South Africa’s Baboons

urban-ecosystems-south-africa-baboons

(images via: amuse.ment, snigl3t)

Baboons are finding themselves bulldozed out of house and home by the rampant expansion of Cape Town, South Africa’s suburbs, so is it any surprise that they’ve chosen to make their home in these newly urbanized environments? 400 urban baboons have been cut off from other troops by human activity, and as a result, male baboons in charge of finding food and breeding partners are growing more aggressive. Local wildlife managers have turned to a ‘three strikes, you’re out’ tactic for misbehaving baboons, euthanizing repeat troublemakers. The baboons have begun breaking into homes and restaurants, but animal activists say that peaceful coexistence is possible, portraying the so-called pests as ‘tremendous recyclers of what we humans casually discard.’

Mosquitoes of the London Underground

urban-ecosystems-london-underground-mosquito

(images via: phsource.us)

You’re not just imagining it – the mosquitoes that bite you while you’re waiting for the subway really are more vicious than those above ground. In fact, they’re likely to be a different species altogether – a species that evolved to live in man-made underground environments. The London Underground mosquito, which is found around the world, is thought to have evolved recently from the overground species Culex pipiens, and as opposed to that species, C.p. molestus is cold-intolerant and bites rats, mice and humans. It is believed that old tires carrying larvae may have introduced the population that spawned the new species.

Brazil’s Marmosets

urban-ecosystems-marmosets-brazil

(images via: wagner machado carlos lemes)

The adorable urban marmosets of Brazil, which have adapted to life in the nation’s developed areas, has learned a nifty trick to escape the cats that try to catch them. Unlike their jungle counterparts, these marmosets choose a favorite tree and return to it each and every night – because their favored trees either have limbs to high off the ground or smooth bark, so that cats can’t climb up. This behavior was noted by researchers in marmosets at the Belo Horizonte City Park in Minas Gerais, which is also home to about 115 domestic cats. Like the cats, many of these marmosets may be the descendents of former pets that were dumped in the park.

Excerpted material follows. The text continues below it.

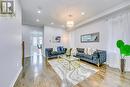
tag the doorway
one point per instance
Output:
(36, 48)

Medina Zabbaleen, Egypt’s Trash City

urban-ecosystems-medina-zabbaleen

(images via: marketplace)

Can you imagine living in a city where trash is stacked on absolutely every available surface, from streets and rooftops to the floors and tables of homes? Medina Zabbaleen isn’t so full of trash because the people don’t know what to do with it; rather, they’re a highly efficient community of trash collectors and recyclers, taking unwanted refuse off the hands of wealthier people in Cairo and bringing it back to their own city where they sort it and recycle as much as 80 percent of it (including feeding all of the food scraps to their pigs, which then provide meat – smart!).The city was featured in the award-winning 2009 documentary, ‘Garbage Dreams‘.